Ararat #1: Lac de Van

Publié le 30/08/2021

Tel un oiseau, l’avion vole si bas qu’il effleure l’eau bleue étincelante de lac de Van avant de toucher terre. De ses 4058 mètres d’altitude, le volcan Süphan Dağı qui surplombe sa rive nord, semble alors encore bien plus élevé encore, comme l’indique faussement ma carte Michelin de la Turquie. A cet instant précis, j’ai l’impression d’entrer dans une univers irrémédiablement ocre, sec, rocailleux, qui porte à la fois l’immensité océanique et la réclusion solitaire d’un bassin endoréique, véritable fragment de ciel échoué. Un horizon d’austérité privé d’arbres que je ne pourrai quitter à nouveau qu’en m’envolant. Avec le lac Sevan (Arménie) et le lac d’Orumieh (Iran), il représente aux yeux des Arméniens les trois « mers d’Arménie ». Il en a porte en tous les cas l’amplitude et la profondeur. L’aéroport de Van, écrasé de chaleur estivale, dégage un sentiment de cul-de-sac et d’éloignement. Je connais bien ce sentiment d’exil et de renaissance que chaque début de voyage, en avion, me procure. Un furtif vague à l’âme. Mon trop plein de bagages menacerait de me rendre pitoyable dans cet implacable paysage désertique où même l’ombre me paraît encore trop chaude. Mes gourdes sont vides, la soif me tenaille. Je remonte mon vélo avec des gestes maintes fois répétés; réparti mon fourbi, dont une paire de chaussures de trek, un paire de bâtons de ski et des habits chauds. L’Ararat est encore loin, mais il pèse déjà de tout son poids dans mes sacoches, de toute sa présence dans mon âme.

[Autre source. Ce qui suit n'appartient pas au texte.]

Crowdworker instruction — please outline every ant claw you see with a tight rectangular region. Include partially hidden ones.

Au moment d’enfourcher mon vélo, je rencontre inopinément une institutrice turque qui s’en va rejoindre un groupe de deux cent cyclistes partis pour un tour du lac de Van. Depuis l’écroulement de l’Empire Ottoman, la Turquie est tiraillée entre son Ouest et son Far-Est, l’Europe et l’Asie, la modernité et la tradition, l’héritage de la laïcité d’Atatürk et aujourd’hui la tentation populiste d’Erdogan qui construit mosquées, routes et bâtiments à tour de bras. En Asie mineure, comme partout ailleurs, le statut de la femme, est une question majeure.

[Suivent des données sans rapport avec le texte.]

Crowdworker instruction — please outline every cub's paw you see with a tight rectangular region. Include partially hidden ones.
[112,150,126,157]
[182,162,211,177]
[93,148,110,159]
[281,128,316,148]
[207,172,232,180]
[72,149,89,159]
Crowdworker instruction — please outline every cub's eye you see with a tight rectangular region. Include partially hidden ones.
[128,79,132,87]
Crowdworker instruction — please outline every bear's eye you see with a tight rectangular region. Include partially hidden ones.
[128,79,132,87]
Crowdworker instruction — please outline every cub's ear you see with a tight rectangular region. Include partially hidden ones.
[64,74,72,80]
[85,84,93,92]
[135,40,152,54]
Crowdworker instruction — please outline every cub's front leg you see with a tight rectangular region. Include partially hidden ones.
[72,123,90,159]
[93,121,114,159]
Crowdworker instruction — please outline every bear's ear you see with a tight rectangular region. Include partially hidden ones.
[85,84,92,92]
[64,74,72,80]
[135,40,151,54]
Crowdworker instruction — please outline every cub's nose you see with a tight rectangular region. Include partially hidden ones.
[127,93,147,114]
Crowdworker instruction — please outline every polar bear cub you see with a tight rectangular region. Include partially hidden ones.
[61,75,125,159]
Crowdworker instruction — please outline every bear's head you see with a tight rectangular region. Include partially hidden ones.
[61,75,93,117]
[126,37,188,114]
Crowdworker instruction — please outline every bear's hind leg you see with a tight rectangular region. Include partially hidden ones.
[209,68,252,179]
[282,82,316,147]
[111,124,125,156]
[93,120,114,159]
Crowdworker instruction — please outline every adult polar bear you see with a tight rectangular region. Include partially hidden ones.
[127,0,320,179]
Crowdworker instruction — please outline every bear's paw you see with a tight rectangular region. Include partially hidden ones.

Régulièrement, des parpaings en béton et des sacs de sables forment des barrages routiers. Des véhicules blindés de la Jandarma sillonnent le paysage rêche. Casernes et camps d’entraînement militaires occupent d’immenses terrains bardés de barbelés, de caméras et de miradors… Plus encore de présence armée qu’il y a trente ans!